Article views(848) PDF downloads(139)

ARTICLE   Open Access    

The revelation of genomic breed composition using target capture sequencing: a case of Taxodium

Forestry Research  4 Article number: e034  (2024)  |  Cite this article

Abstract: Taxodium plants have good flood tolerance and thus were introduced into China from North America in the early 1900s. The subsequent decades of cross-breeding experiments within Taxodium have produced many new hybrid cultivars in China while also creating confusion in the genetic background of Taxodium plants. In the present study, target capture sequencing-derived SNP markers were used to reveal the genomic composition of different species and cultivars of Taxodium. The results unraveled the phylogenetic relationship within Taxodium and suggested the possibility of recent interspecific natural hybridization events. The introduced (Chinese) population is genetically similar to the native (North American) population, thus providing genetic evidence for historical introductions of Taxodium. Hybrid categories of different cultivars of Taxodium hybrid 'Zhongshanshan' were further identified, and their differences in parentage were revealed. Collectively, the findings provide evidence for understanding the genetics and hybridization of Taxodium and shed light on the future breeding and cultivation of cultivars with great ecological and economic potential.

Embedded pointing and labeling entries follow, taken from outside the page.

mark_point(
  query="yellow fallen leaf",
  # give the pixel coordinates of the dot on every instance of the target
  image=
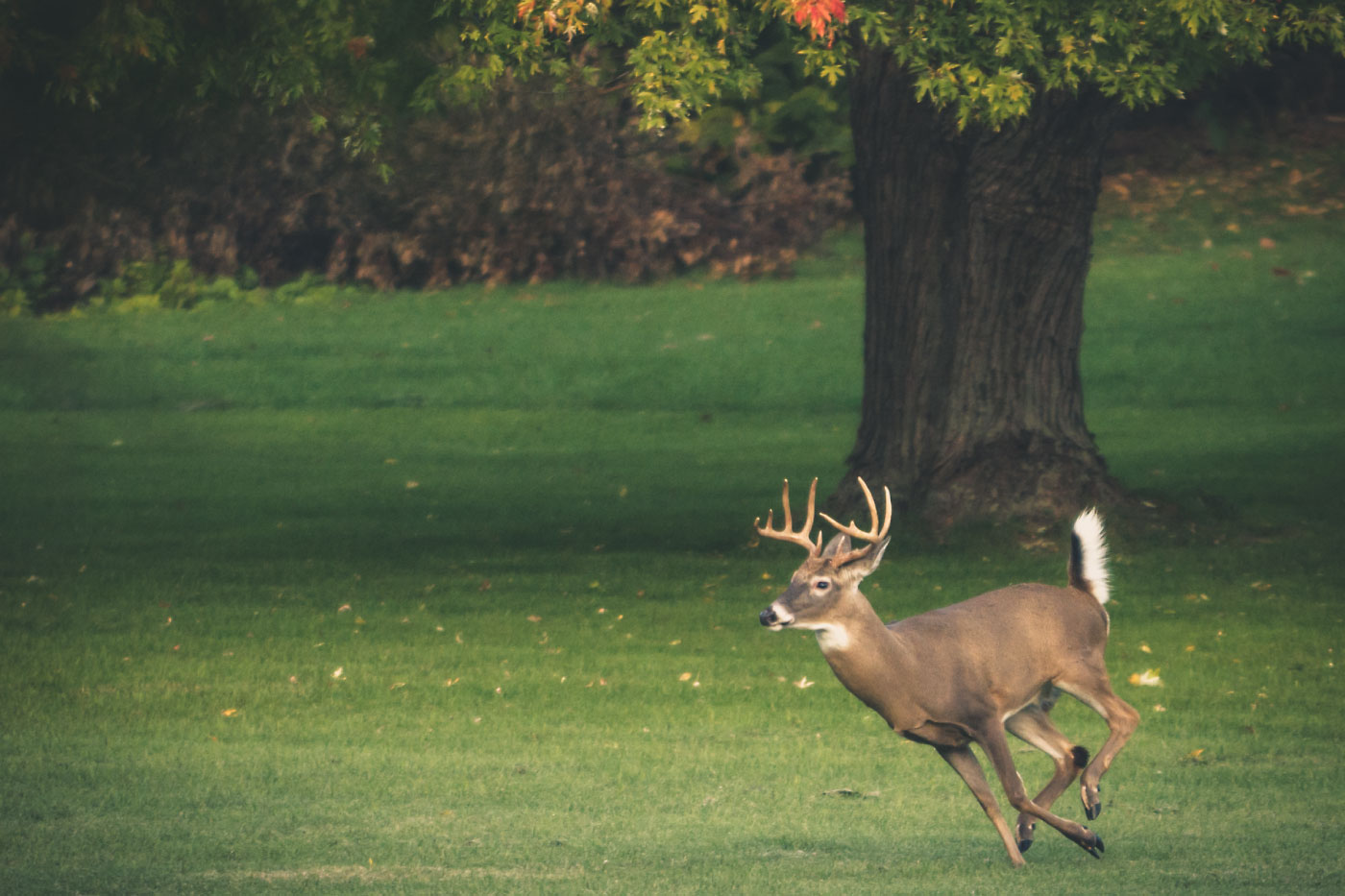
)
(1147, 678)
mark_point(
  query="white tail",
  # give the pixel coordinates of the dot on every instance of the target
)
(970, 671)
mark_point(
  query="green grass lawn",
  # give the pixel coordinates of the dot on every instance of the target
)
(457, 593)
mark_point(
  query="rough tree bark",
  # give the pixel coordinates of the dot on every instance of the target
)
(977, 248)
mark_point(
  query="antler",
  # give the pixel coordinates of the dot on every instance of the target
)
(787, 533)
(873, 536)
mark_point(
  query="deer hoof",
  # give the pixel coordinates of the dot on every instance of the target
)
(1093, 846)
(1025, 833)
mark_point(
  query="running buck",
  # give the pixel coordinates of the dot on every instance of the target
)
(965, 673)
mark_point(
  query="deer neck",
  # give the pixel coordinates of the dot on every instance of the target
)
(868, 658)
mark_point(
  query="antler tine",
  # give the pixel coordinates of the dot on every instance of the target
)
(800, 537)
(874, 534)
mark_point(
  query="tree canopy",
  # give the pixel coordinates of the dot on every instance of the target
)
(356, 62)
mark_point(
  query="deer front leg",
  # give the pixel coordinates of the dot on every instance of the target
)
(997, 748)
(965, 763)
(1033, 725)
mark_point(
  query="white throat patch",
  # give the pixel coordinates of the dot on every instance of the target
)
(833, 638)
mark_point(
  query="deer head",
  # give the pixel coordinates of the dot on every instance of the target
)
(820, 588)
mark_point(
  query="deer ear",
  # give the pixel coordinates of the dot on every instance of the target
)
(864, 567)
(838, 545)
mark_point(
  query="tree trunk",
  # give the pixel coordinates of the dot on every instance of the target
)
(977, 247)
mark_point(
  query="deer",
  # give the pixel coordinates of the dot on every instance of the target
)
(967, 673)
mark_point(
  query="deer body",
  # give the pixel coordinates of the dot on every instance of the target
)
(970, 671)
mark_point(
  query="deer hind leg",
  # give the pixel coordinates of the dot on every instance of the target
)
(991, 739)
(965, 763)
(1093, 689)
(1033, 725)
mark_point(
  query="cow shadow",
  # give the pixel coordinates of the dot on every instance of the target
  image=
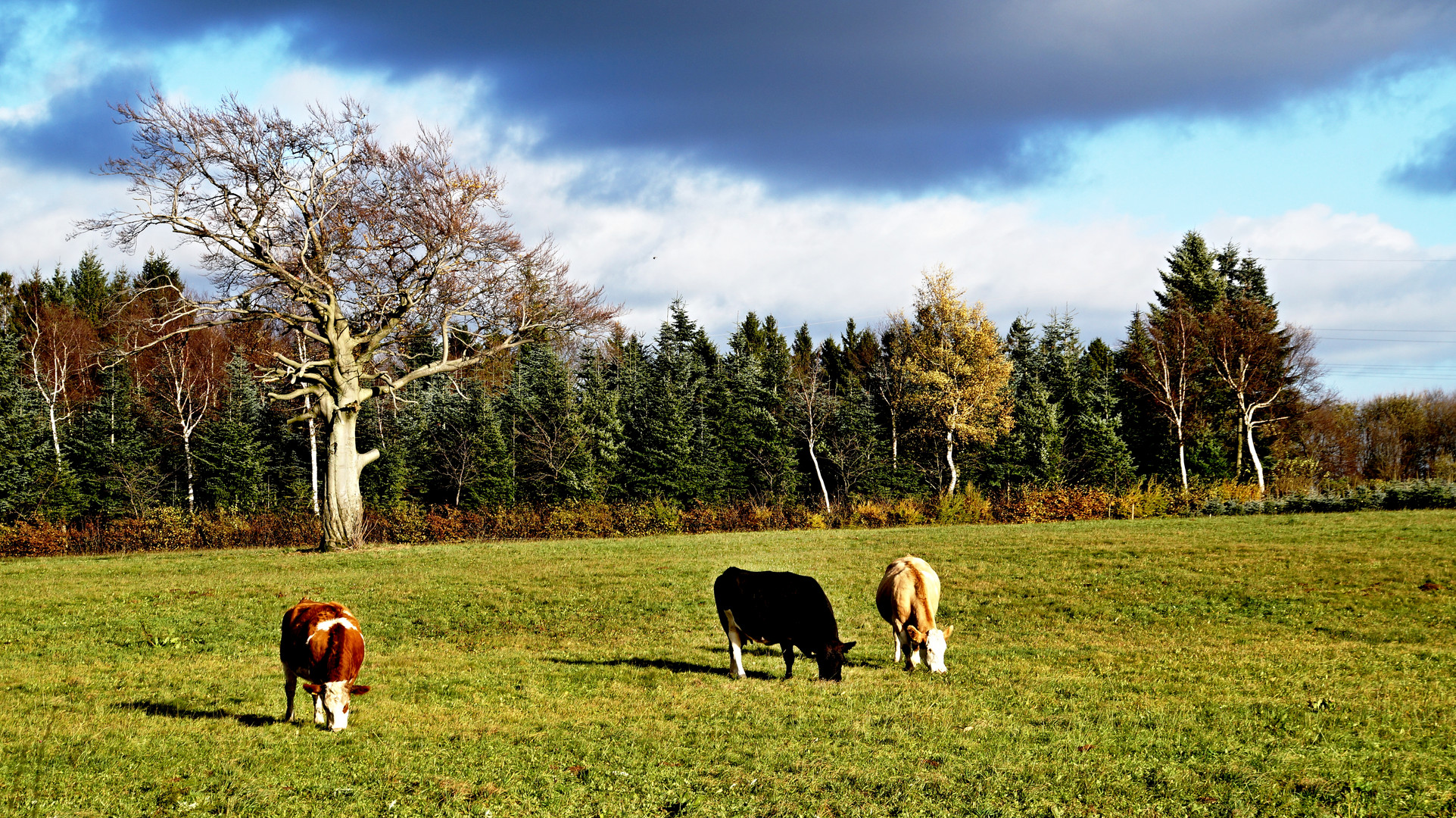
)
(850, 661)
(660, 664)
(173, 712)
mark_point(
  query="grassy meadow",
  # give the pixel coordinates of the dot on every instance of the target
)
(1241, 666)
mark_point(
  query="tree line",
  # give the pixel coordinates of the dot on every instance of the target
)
(1208, 385)
(376, 333)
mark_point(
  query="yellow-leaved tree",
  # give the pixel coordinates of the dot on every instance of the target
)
(957, 367)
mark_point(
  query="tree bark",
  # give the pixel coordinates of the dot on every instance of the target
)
(1254, 454)
(820, 475)
(187, 457)
(949, 461)
(342, 510)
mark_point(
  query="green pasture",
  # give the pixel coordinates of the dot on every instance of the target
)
(1247, 666)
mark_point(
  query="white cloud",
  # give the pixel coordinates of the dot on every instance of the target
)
(728, 246)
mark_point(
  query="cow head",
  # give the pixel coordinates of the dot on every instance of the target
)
(831, 660)
(931, 645)
(331, 702)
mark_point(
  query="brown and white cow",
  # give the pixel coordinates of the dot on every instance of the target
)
(907, 598)
(323, 647)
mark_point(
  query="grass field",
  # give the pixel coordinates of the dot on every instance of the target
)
(1246, 666)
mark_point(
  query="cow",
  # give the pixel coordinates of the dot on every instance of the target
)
(907, 598)
(322, 644)
(776, 607)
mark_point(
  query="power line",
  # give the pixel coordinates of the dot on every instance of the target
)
(1380, 261)
(1348, 329)
(1385, 339)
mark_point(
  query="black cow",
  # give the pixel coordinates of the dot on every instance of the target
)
(784, 609)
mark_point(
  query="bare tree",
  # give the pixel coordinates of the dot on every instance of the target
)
(1258, 363)
(1167, 357)
(58, 347)
(957, 367)
(890, 376)
(187, 379)
(810, 411)
(312, 224)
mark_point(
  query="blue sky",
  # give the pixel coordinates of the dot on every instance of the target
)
(812, 158)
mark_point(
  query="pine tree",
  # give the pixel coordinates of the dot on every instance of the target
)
(1031, 451)
(230, 450)
(549, 443)
(600, 423)
(23, 447)
(1193, 274)
(469, 459)
(757, 462)
(1096, 451)
(117, 464)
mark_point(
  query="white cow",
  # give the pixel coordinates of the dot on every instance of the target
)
(907, 598)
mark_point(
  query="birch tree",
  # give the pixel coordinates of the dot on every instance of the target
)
(1257, 363)
(1168, 360)
(315, 226)
(957, 367)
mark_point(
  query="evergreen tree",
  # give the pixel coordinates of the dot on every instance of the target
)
(230, 451)
(1031, 451)
(549, 443)
(600, 423)
(115, 461)
(1096, 451)
(23, 448)
(1193, 274)
(757, 461)
(469, 459)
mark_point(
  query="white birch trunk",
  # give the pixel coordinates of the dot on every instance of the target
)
(817, 473)
(949, 461)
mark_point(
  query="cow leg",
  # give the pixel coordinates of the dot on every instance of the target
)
(290, 683)
(905, 651)
(734, 647)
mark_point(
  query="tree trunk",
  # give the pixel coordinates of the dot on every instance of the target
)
(1183, 464)
(1254, 456)
(1238, 461)
(949, 461)
(817, 473)
(894, 443)
(313, 459)
(342, 502)
(56, 436)
(187, 457)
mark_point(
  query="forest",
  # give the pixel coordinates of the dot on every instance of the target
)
(1208, 388)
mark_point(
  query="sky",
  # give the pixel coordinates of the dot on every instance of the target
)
(812, 158)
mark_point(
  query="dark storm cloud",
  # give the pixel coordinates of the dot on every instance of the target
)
(1435, 170)
(848, 92)
(79, 131)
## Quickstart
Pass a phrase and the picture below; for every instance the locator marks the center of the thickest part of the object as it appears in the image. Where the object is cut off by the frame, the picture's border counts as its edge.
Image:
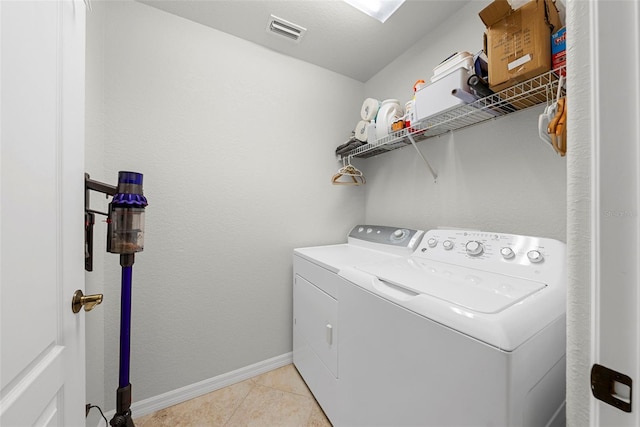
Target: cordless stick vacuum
(125, 236)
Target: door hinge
(611, 387)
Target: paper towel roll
(369, 109)
(361, 131)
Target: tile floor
(278, 398)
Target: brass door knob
(80, 300)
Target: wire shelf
(535, 91)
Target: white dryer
(316, 289)
(467, 331)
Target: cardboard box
(518, 42)
(559, 50)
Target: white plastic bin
(437, 97)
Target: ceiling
(338, 37)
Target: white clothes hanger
(348, 174)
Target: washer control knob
(535, 256)
(399, 234)
(507, 253)
(474, 248)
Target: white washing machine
(316, 316)
(467, 331)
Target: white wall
(579, 196)
(236, 146)
(497, 176)
(94, 166)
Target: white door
(42, 368)
(616, 212)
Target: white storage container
(437, 97)
(459, 60)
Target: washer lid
(477, 290)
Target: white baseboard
(170, 398)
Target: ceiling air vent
(285, 28)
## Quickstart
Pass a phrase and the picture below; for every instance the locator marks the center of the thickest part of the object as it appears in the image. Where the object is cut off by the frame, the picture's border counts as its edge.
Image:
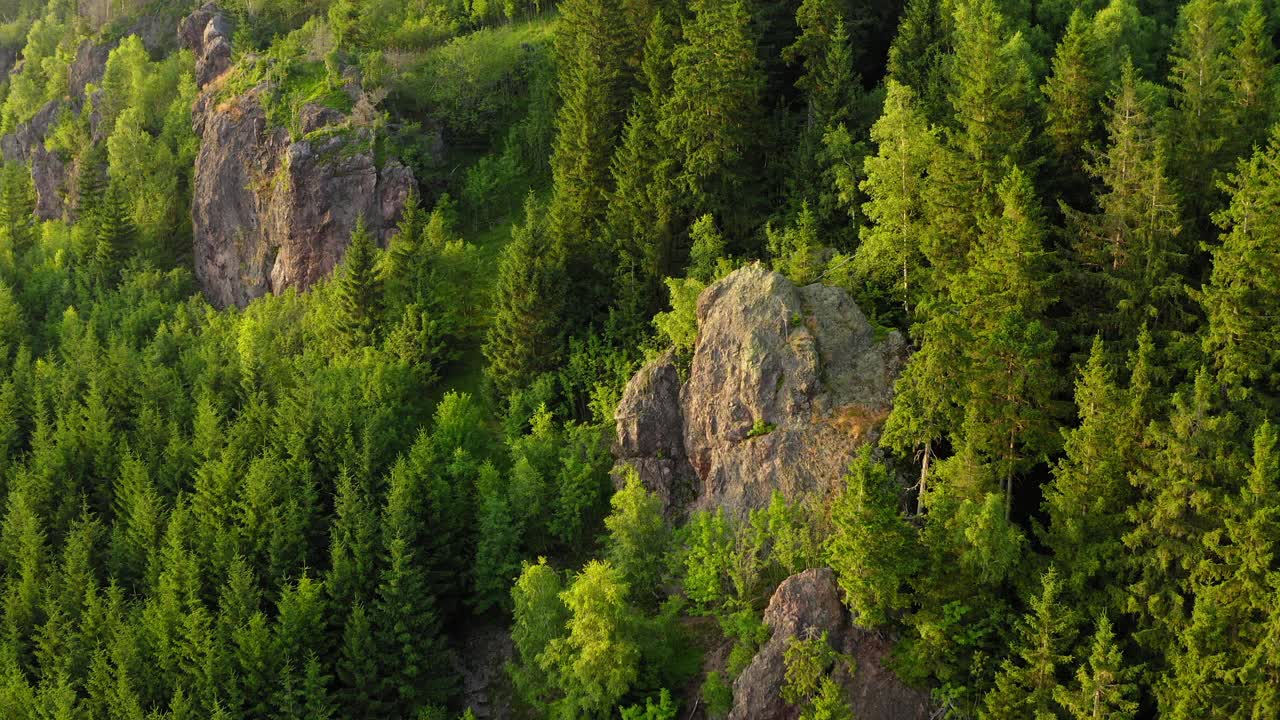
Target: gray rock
(269, 212)
(786, 383)
(49, 171)
(652, 434)
(805, 606)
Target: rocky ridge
(805, 606)
(272, 212)
(785, 384)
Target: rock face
(785, 384)
(270, 212)
(49, 172)
(804, 606)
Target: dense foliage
(306, 507)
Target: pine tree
(360, 291)
(1073, 114)
(18, 208)
(890, 254)
(1200, 78)
(115, 238)
(524, 338)
(872, 548)
(1088, 497)
(1104, 686)
(1128, 254)
(1242, 296)
(711, 115)
(1027, 683)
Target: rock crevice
(785, 384)
(272, 212)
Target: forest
(306, 507)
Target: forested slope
(315, 319)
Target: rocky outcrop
(807, 606)
(269, 210)
(49, 171)
(481, 660)
(785, 384)
(652, 433)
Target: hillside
(657, 359)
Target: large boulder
(785, 384)
(652, 433)
(270, 210)
(805, 606)
(49, 171)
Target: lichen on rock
(786, 383)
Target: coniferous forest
(233, 488)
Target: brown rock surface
(808, 605)
(273, 212)
(785, 384)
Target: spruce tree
(360, 291)
(711, 117)
(992, 92)
(592, 49)
(872, 547)
(524, 338)
(18, 208)
(1242, 296)
(412, 666)
(1200, 78)
(1184, 478)
(1128, 255)
(1028, 682)
(115, 238)
(1087, 500)
(1251, 82)
(1073, 113)
(917, 58)
(890, 253)
(1104, 684)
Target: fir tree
(872, 548)
(360, 291)
(1128, 254)
(1073, 115)
(1201, 85)
(1089, 493)
(1104, 684)
(18, 208)
(711, 115)
(115, 238)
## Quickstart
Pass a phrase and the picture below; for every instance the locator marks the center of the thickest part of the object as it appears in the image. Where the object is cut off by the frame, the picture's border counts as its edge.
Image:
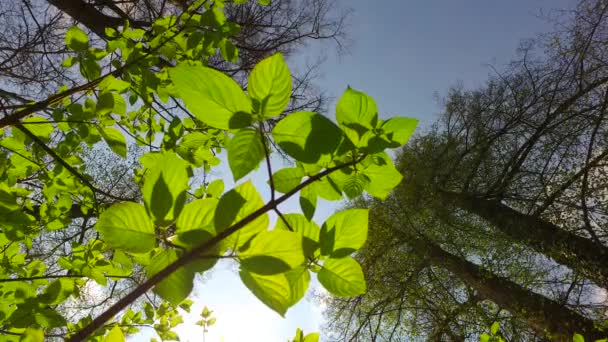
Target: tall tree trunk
(578, 253)
(546, 317)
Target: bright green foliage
(115, 335)
(128, 227)
(234, 206)
(76, 39)
(342, 277)
(213, 97)
(307, 137)
(344, 233)
(115, 140)
(178, 218)
(270, 85)
(165, 184)
(272, 252)
(300, 337)
(245, 152)
(356, 113)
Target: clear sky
(403, 53)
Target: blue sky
(403, 54)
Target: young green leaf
(382, 175)
(165, 185)
(128, 227)
(272, 252)
(300, 224)
(211, 96)
(344, 232)
(308, 201)
(273, 290)
(270, 85)
(307, 137)
(76, 39)
(342, 277)
(235, 205)
(115, 140)
(245, 152)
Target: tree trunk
(546, 317)
(578, 253)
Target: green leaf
(197, 214)
(382, 175)
(344, 232)
(105, 103)
(272, 252)
(58, 291)
(356, 113)
(111, 84)
(76, 39)
(312, 337)
(245, 151)
(274, 291)
(342, 277)
(195, 225)
(211, 96)
(128, 227)
(287, 179)
(32, 335)
(165, 185)
(399, 130)
(115, 140)
(494, 328)
(177, 286)
(215, 188)
(299, 280)
(307, 136)
(300, 224)
(270, 84)
(115, 335)
(308, 201)
(90, 69)
(229, 51)
(206, 313)
(234, 206)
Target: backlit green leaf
(115, 335)
(307, 136)
(177, 286)
(76, 39)
(287, 179)
(270, 85)
(245, 151)
(127, 226)
(342, 277)
(272, 252)
(344, 232)
(235, 205)
(165, 185)
(211, 96)
(115, 139)
(356, 113)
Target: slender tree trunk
(546, 317)
(578, 253)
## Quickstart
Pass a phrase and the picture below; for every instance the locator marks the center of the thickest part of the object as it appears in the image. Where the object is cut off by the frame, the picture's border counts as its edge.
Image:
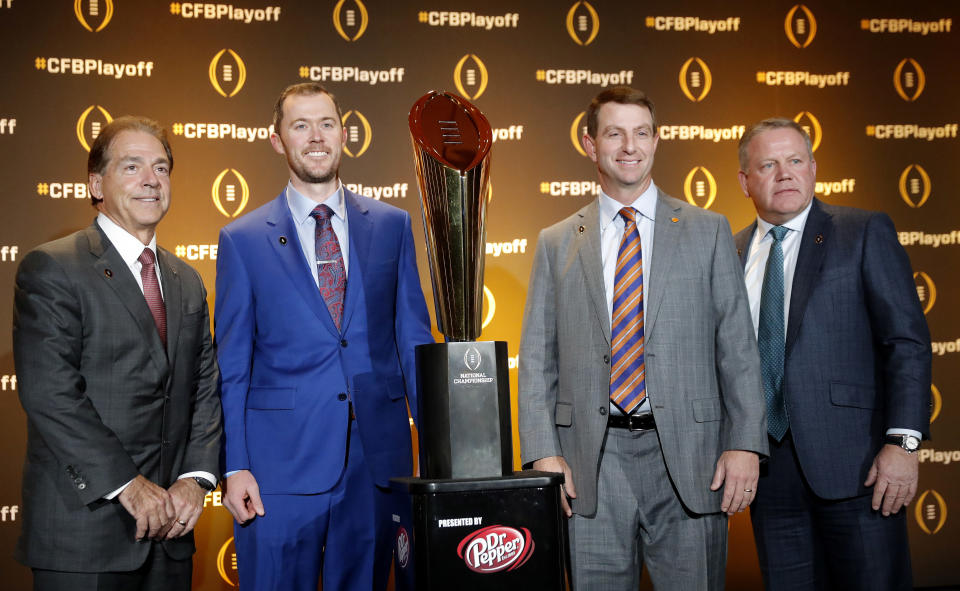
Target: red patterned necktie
(151, 291)
(331, 274)
(627, 384)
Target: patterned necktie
(627, 385)
(771, 337)
(151, 292)
(331, 274)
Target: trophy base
(464, 410)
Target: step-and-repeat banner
(874, 82)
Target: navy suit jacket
(857, 346)
(289, 374)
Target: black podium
(481, 533)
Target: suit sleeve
(235, 333)
(737, 357)
(539, 373)
(48, 349)
(411, 320)
(899, 327)
(206, 420)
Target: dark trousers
(808, 543)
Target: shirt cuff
(115, 493)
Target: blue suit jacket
(289, 374)
(857, 346)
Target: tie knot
(778, 232)
(321, 212)
(147, 257)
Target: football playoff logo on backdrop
(94, 15)
(915, 185)
(230, 194)
(470, 76)
(800, 26)
(700, 188)
(583, 23)
(577, 129)
(91, 121)
(909, 79)
(227, 73)
(227, 563)
(350, 20)
(695, 79)
(926, 290)
(931, 511)
(811, 125)
(936, 403)
(359, 134)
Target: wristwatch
(205, 484)
(908, 443)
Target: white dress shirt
(611, 234)
(757, 255)
(130, 248)
(301, 206)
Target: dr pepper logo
(496, 548)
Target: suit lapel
(813, 247)
(285, 242)
(586, 234)
(666, 236)
(361, 233)
(172, 299)
(114, 272)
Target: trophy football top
(451, 130)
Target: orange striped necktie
(627, 385)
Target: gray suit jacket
(702, 366)
(104, 400)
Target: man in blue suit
(318, 310)
(845, 354)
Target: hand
(187, 498)
(151, 506)
(559, 465)
(739, 470)
(241, 496)
(893, 477)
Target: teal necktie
(771, 337)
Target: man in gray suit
(639, 375)
(118, 379)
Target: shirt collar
(301, 206)
(796, 224)
(646, 204)
(128, 245)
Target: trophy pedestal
(489, 533)
(464, 410)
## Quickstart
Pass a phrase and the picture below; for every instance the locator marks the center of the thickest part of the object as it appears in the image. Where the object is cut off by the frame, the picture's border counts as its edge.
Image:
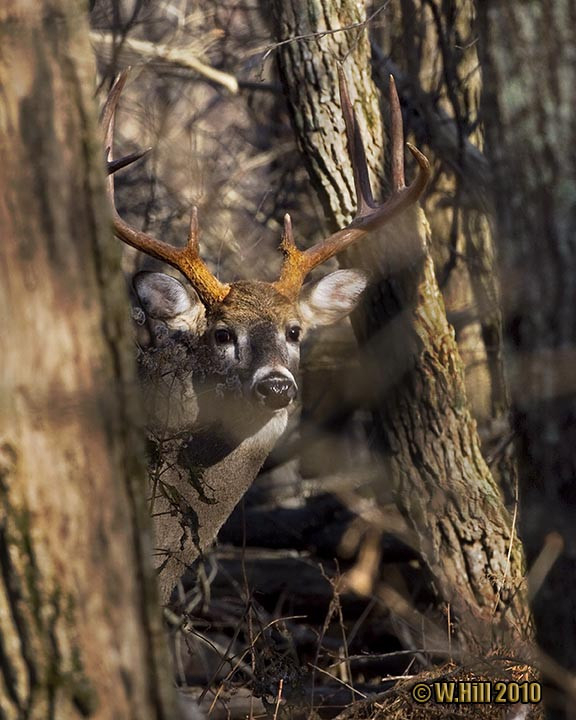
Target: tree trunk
(529, 116)
(425, 429)
(80, 634)
(429, 45)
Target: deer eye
(223, 336)
(293, 333)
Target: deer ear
(164, 298)
(332, 297)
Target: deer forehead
(253, 302)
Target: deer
(220, 373)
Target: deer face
(252, 337)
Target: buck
(220, 372)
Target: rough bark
(425, 429)
(430, 45)
(80, 631)
(529, 117)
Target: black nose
(276, 391)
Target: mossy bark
(80, 631)
(423, 421)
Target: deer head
(254, 328)
(239, 354)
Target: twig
(147, 52)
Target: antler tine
(396, 138)
(369, 216)
(364, 197)
(187, 260)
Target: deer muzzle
(275, 391)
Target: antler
(297, 264)
(187, 259)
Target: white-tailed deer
(220, 377)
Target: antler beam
(297, 264)
(187, 259)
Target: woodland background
(379, 542)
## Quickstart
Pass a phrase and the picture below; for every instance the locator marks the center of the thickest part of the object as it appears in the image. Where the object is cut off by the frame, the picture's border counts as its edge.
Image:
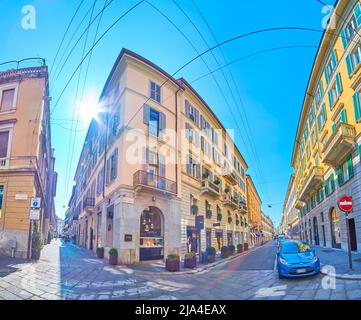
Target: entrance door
(335, 228)
(151, 235)
(352, 232)
(315, 232)
(219, 240)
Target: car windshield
(295, 247)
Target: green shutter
(350, 166)
(339, 83)
(349, 65)
(332, 178)
(339, 176)
(343, 116)
(356, 105)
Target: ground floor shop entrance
(151, 235)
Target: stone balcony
(210, 188)
(339, 145)
(312, 183)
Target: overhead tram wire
(65, 34)
(245, 119)
(204, 61)
(72, 135)
(95, 44)
(77, 42)
(259, 171)
(84, 83)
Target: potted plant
(209, 213)
(231, 249)
(190, 260)
(194, 209)
(211, 254)
(36, 243)
(239, 248)
(113, 256)
(224, 252)
(100, 252)
(172, 263)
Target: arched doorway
(315, 232)
(151, 235)
(335, 228)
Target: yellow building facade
(326, 155)
(26, 157)
(154, 161)
(254, 212)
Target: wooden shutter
(146, 114)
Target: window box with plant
(37, 243)
(224, 252)
(190, 260)
(239, 248)
(172, 263)
(194, 209)
(211, 254)
(100, 252)
(113, 256)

    • Native North American genus Taxodium, comprising three currently known species, T. ascendens Brongn., T. distichum (L.) Rich., and T. mucronatum Ten., was introduced into China in the early 20th century for use in forestry[15]. Since the 1960s, Chinese researchers have been crossbreeding within Taxodium and have produced a succession of interspecific hybrid varieties named by Taxodium hybrid 'Zhongshanshan' (ZSS)[6]. The inherent tolerance of Taxodium to environmental stresses including flooding and salt[79], and decades of selective breeding have combined to shape the ecological adaptability of ZSS, which has strong resistance to a wide range of environmental stresses including wind, perennial flood, salinization, and alkalinization[10,11]. ZSS has therefore been widely cultivated in wetland, riverbanks, and the coastal floodplains of eastern China for flood control and landscaping[10,12].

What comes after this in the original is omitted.